Chicago photographer Chad Leverenz, a Biden supporter, was among those who argued on Threads after the debate that Biden should not be the Democratic nominee. He was hit immediately by a wave of attacks, he said.
“It was, ‘It’s the elites’, ‘Don’t believe the polls’ and ‘It’s a conspiracy because the deep state doesn’t want Biden to be president any more,’” Leverenz said. “It was Trumpism. I realised, ‘Oh, my God, it’s infected everything’.”
Meta declined to comment.
Rothschild said this left-wing strand of conspiratorial thinking arises when people are unwilling to accept developments that challenge their worldview or are struggling to navigate a complex and fast-moving media climate. The hyperpartisan environment online and low public trust in the media can make that leap easier, he said – “the same things that we’ve seen in the MAGA movement for years”.
“What you’re seeing now is both political parties in the US showing signs of heightened conspiracism,” said Imran Ahmed, founder and chief executive of the Centre for Countering Digital Hate. “Conspiracy theories provide an easy story people can tell themselves that gives them a reason not to engage with reality as it is.”
Loading
On Sunday, right-wing social media accounts were pressing their own conspiracy theories about the Trump rally shooting.
On X, Trump’s Truth Social and the pro-Trump message board Patriots.win, the shooting was portrayed without evidence as a failed execution attempt by shadowy Democrats or an “inside job” by the “deep state” to protect its grip on Washington. Some right-wing posters with millions of online followers shared theories that the Secret Service’s failure to stop the attack was preplanned, or that the agency had been weakened or distracted by diversity initiatives. Musk himself questioned whether the error was “deliberate”.

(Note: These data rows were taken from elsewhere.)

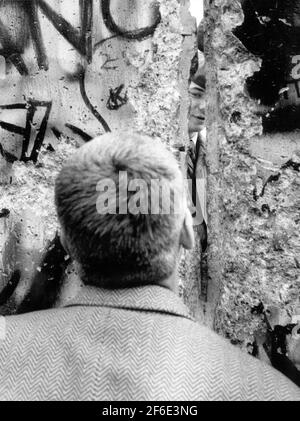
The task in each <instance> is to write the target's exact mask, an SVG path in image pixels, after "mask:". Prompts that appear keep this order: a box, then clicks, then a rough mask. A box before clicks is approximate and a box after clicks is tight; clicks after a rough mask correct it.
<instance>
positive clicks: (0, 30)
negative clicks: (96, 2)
mask: <svg viewBox="0 0 300 421" xmlns="http://www.w3.org/2000/svg"><path fill="white" fill-rule="evenodd" d="M11 4H12V5H15V4H16V5H17V7H18V8H19V9H20V12H23V16H24V15H26V16H27V18H28V19H27V20H24V22H23V23H24V25H28V26H29V31H30V36H31V40H32V43H33V46H34V50H35V53H36V57H37V62H38V66H39V68H40V69H45V70H47V69H48V67H49V63H48V58H47V53H46V49H45V45H44V40H43V36H42V31H41V25H40V20H39V15H38V9H39V8H40V10H41V11H42V12H43V13H44V15H45V16H46V17H47V18H48V20H49V21H50V22H51V23H52V25H53V26H54V27H55V29H56V30H57V31H58V32H59V33H60V34H61V35H62V36H63V37H64V38H65V39H66V40H67V41H68V42H69V43H70V44H71V45H72V46H73V47H74V48H75V49H76V50H77V51H78V52H79V53H80V54H81V55H82V56H83V57H85V58H86V60H87V62H88V63H91V61H92V25H93V0H79V10H80V29H78V28H76V27H74V26H72V25H71V24H70V23H69V22H68V21H67V20H66V19H64V18H63V17H62V16H61V15H60V14H59V13H57V12H56V11H55V10H54V9H52V8H51V7H50V6H49V5H48V4H47V3H46V2H45V1H44V0H31V1H26V2H22V3H21V2H19V0H17V1H16V2H11ZM27 29H28V28H27ZM16 31H17V32H18V33H17V35H16V36H18V38H20V35H21V31H24V28H23V27H19V28H16ZM19 32H20V33H19ZM0 39H1V44H2V49H0V54H1V55H2V56H4V57H5V58H6V59H7V60H9V61H10V62H11V63H12V64H13V65H14V66H15V67H16V68H17V70H18V72H19V73H20V74H21V75H28V69H27V67H26V64H25V63H24V61H23V58H22V55H21V54H23V53H24V48H25V43H23V45H22V48H21V46H20V45H18V44H17V42H16V40H14V39H13V36H12V35H10V33H9V31H8V30H7V28H6V26H5V24H4V23H3V21H1V20H0ZM26 42H27V40H26Z"/></svg>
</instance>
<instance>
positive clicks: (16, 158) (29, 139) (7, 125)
mask: <svg viewBox="0 0 300 421" xmlns="http://www.w3.org/2000/svg"><path fill="white" fill-rule="evenodd" d="M38 107H41V108H45V113H44V117H43V119H42V121H41V125H40V127H39V129H38V130H37V136H36V138H35V140H34V145H33V148H32V151H31V154H30V155H29V156H27V152H28V148H29V142H30V136H31V130H32V124H33V118H34V115H35V113H36V111H37V108H38ZM51 107H52V102H49V101H34V100H30V101H28V103H27V104H10V105H0V109H3V110H18V109H19V110H20V109H24V110H27V114H26V126H25V127H21V126H16V125H15V124H10V123H6V122H5V121H0V127H2V128H3V129H4V130H7V131H8V132H11V133H15V134H19V135H21V136H23V144H22V153H21V158H20V161H23V162H27V161H33V162H37V159H38V154H39V152H40V149H41V147H42V144H43V141H44V138H45V133H46V130H47V124H48V119H49V115H50V112H51ZM1 148H2V149H0V153H1V154H2V156H4V157H5V158H8V159H7V160H8V161H9V162H13V161H16V160H18V158H17V157H15V156H14V155H12V154H9V155H11V156H9V155H8V152H6V151H5V150H4V149H3V147H2V146H1Z"/></svg>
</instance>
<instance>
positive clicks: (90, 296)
mask: <svg viewBox="0 0 300 421" xmlns="http://www.w3.org/2000/svg"><path fill="white" fill-rule="evenodd" d="M73 306H95V307H112V308H122V309H127V310H138V311H152V312H158V313H166V314H172V315H175V316H181V317H185V318H188V319H190V320H194V319H193V317H192V316H191V315H190V312H189V310H188V308H187V307H186V306H185V305H184V304H183V302H182V300H181V299H180V298H179V297H178V296H177V295H176V294H175V293H174V292H172V291H170V290H169V289H167V288H164V287H161V286H157V285H147V286H142V287H135V288H124V289H116V290H108V289H103V288H96V287H90V286H83V287H81V290H80V292H79V294H78V295H77V296H76V297H75V298H74V299H73V300H72V301H70V302H68V303H67V304H66V305H65V306H64V307H73Z"/></svg>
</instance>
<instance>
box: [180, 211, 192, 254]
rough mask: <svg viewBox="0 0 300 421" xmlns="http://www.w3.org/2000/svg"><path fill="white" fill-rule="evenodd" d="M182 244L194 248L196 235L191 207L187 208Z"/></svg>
mask: <svg viewBox="0 0 300 421" xmlns="http://www.w3.org/2000/svg"><path fill="white" fill-rule="evenodd" d="M180 245H182V247H184V248H185V249H187V250H190V249H192V248H194V246H195V236H194V229H193V218H192V215H191V212H190V211H189V209H187V210H186V213H185V217H184V221H183V225H182V228H181V233H180Z"/></svg>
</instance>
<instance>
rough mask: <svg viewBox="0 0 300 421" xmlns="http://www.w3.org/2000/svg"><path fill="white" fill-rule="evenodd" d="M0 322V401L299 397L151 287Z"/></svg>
mask: <svg viewBox="0 0 300 421" xmlns="http://www.w3.org/2000/svg"><path fill="white" fill-rule="evenodd" d="M0 320H1V322H0V338H1V339H0V399H1V400H122V401H126V400H154V401H158V400H173V401H177V400H300V389H299V388H298V387H297V386H295V385H294V384H293V383H291V382H290V381H289V380H288V379H287V378H285V377H284V376H283V375H281V374H280V373H279V372H277V371H275V370H274V369H272V368H271V367H269V366H267V365H264V364H262V363H261V362H260V361H258V360H256V359H254V358H253V357H250V356H248V355H247V354H245V353H242V352H240V351H239V350H238V349H236V348H235V347H233V346H232V345H230V344H228V343H227V342H226V341H225V340H224V339H222V338H220V337H219V336H217V335H216V334H215V333H213V332H211V331H210V330H208V329H206V328H205V327H202V326H199V325H198V324H196V323H195V322H194V321H193V320H192V319H191V317H190V316H189V314H188V311H187V309H186V307H185V306H184V305H183V304H182V302H181V300H180V299H179V298H178V297H177V296H176V294H174V293H173V292H171V291H169V290H167V289H165V288H162V287H159V286H147V287H139V288H132V289H124V290H116V291H108V290H103V289H97V288H92V287H84V288H82V291H81V293H80V294H79V296H78V297H77V299H76V300H75V301H73V302H72V303H70V304H69V305H68V306H66V307H63V308H60V309H51V310H46V311H38V312H33V313H28V314H24V315H18V316H9V317H6V318H3V317H2V318H1V319H0Z"/></svg>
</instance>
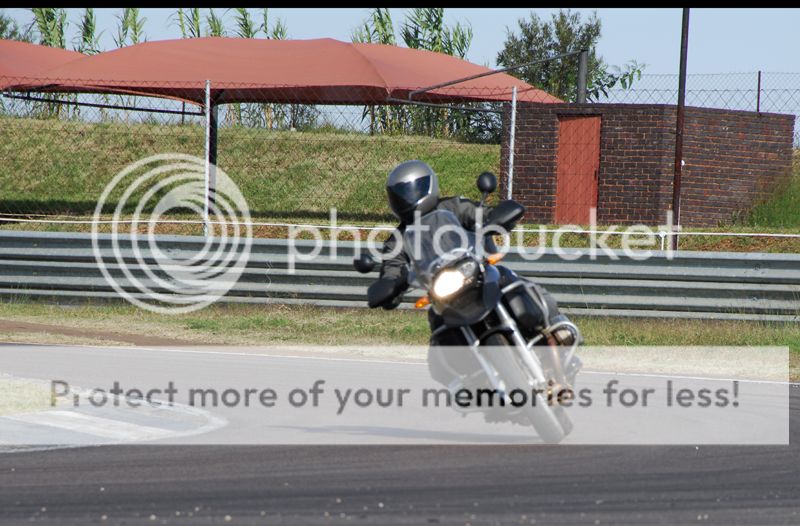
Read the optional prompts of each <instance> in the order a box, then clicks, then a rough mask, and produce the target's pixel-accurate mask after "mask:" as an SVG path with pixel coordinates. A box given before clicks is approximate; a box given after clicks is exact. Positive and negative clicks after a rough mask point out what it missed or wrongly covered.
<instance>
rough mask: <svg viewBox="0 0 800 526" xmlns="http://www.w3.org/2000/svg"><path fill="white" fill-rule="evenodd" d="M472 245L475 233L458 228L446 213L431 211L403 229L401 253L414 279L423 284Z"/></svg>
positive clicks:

Right-wing influencers and provocateurs, including Trump’s longtime confidant Roger Stone, shared names and photos alleging that the shooter was in fact an anti-Trump protester, an “antifa extremist” or even an Italian soccer journalist. They also widely shared a video from an online troll who said he fired the bullets because he hates Republicans, and that he got away with the attack. Conservative conspiracy theorist Mike Cernovich also alleged that the shooting was part of an FBI plot to inspire “copycat attacks”.
Left-wing accounts focused mainly on the conspiracy theory that the shooting had been staged. Dozens of influencers posted to that effect in the hours before news emerged that two people were dead – a rallygoer as well as the suspected shooter – and others injured.

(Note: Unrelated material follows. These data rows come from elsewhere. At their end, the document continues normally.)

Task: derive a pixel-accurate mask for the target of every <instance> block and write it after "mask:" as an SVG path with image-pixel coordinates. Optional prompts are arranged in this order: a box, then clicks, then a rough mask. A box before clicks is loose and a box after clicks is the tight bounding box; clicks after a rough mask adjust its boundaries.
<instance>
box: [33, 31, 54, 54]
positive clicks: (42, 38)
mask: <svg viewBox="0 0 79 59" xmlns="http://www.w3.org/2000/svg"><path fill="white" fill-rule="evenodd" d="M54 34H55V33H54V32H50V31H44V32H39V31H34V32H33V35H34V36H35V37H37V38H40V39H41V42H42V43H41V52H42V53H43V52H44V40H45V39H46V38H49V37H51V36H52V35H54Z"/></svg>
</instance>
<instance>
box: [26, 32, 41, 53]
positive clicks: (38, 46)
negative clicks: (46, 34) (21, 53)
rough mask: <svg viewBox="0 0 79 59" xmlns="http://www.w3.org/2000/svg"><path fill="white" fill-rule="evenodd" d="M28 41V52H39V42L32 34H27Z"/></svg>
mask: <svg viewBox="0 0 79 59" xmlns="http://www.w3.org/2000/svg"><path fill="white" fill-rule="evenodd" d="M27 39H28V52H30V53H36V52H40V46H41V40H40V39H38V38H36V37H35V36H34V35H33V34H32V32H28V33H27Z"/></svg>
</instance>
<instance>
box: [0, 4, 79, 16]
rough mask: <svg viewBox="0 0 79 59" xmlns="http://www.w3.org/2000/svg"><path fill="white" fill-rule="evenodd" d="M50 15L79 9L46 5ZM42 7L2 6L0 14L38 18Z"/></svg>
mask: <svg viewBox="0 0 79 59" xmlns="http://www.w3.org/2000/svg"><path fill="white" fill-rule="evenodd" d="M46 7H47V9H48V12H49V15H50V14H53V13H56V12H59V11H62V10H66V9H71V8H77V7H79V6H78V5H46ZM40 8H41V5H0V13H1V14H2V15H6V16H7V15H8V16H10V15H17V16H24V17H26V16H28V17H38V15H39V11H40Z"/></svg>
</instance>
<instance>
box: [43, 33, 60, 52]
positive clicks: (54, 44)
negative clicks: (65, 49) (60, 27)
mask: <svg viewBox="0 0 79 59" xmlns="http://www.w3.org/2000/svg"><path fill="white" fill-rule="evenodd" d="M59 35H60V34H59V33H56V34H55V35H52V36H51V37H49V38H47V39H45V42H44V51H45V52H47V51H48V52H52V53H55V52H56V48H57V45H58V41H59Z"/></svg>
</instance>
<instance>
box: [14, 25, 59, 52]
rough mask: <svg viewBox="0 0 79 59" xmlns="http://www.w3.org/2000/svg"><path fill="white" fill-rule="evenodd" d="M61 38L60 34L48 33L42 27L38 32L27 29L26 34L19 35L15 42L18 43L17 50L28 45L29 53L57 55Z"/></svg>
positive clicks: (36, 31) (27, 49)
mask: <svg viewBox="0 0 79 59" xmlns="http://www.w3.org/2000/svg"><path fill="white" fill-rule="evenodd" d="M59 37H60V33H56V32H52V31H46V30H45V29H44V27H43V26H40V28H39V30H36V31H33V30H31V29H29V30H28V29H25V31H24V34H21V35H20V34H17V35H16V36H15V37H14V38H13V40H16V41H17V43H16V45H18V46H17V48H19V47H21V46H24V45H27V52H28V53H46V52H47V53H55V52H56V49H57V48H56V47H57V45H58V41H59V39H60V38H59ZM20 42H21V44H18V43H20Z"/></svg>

But some prominent anti-Trump accounts suggested that the deaths were part of the show. “I can totally see Trump ‘sacrificing’ one of his cult followers to make his ‘assassination attempt’ look more realistic and believable,” the pro-Democrat influencer @LakotaMan1 wrote to his more than half-million X followers, in a later-deleted tweet. He also posted a photo of Trump after the shooting with the caption: “Fake blood. An upside[down] American flag. I ain’t buying it. Too perfect.”

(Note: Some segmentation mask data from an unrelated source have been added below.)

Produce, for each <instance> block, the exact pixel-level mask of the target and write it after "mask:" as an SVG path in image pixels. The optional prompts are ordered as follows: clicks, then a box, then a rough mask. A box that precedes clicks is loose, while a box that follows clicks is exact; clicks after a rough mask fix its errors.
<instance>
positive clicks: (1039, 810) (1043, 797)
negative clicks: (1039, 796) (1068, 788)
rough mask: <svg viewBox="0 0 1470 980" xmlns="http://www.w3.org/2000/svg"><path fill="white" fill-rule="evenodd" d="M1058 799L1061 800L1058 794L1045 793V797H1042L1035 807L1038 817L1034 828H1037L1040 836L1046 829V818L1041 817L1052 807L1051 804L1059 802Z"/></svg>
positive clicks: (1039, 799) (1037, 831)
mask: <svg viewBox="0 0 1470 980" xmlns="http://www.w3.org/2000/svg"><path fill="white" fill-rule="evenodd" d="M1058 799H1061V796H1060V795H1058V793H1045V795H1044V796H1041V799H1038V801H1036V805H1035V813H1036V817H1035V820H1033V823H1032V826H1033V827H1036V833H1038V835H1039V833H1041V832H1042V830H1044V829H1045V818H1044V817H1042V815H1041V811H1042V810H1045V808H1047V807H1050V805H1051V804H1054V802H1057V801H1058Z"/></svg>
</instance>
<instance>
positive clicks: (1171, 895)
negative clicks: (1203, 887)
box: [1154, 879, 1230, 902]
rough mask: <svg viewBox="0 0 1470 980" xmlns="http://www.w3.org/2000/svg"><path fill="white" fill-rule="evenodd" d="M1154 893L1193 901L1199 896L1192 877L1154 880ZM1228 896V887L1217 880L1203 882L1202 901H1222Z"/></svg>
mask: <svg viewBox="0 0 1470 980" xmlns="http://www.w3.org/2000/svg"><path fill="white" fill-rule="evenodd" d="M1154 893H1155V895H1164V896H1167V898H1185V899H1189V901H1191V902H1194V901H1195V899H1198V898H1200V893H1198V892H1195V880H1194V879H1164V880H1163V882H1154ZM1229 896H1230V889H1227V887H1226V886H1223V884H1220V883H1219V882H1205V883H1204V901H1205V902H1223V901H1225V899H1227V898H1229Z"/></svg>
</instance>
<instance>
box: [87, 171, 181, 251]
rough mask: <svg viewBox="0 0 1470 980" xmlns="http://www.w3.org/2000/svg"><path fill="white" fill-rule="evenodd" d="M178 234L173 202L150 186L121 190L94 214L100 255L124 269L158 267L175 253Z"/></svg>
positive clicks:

As more details emerged about the tragedy, at least one Biden supporter seemed to recognise what was happening and tried to backtrack. “My knee-jerk reaction that the Trump rally shooting was staged appears to be a bad miscalculation,” wrote a woman whose Threads profile identifies her as a “strong Dem”. “Trump has completely broken down any possible trust or belief in him as a person that I immediately questioned the authenticity of this occurrence. I was wrong.”
But other users with a history of posting pro-Biden messages seemed unconvinced.
Loading
“Trust your instincts,” one user replied. “There are no limits to what Trump … will do to secure the November election.”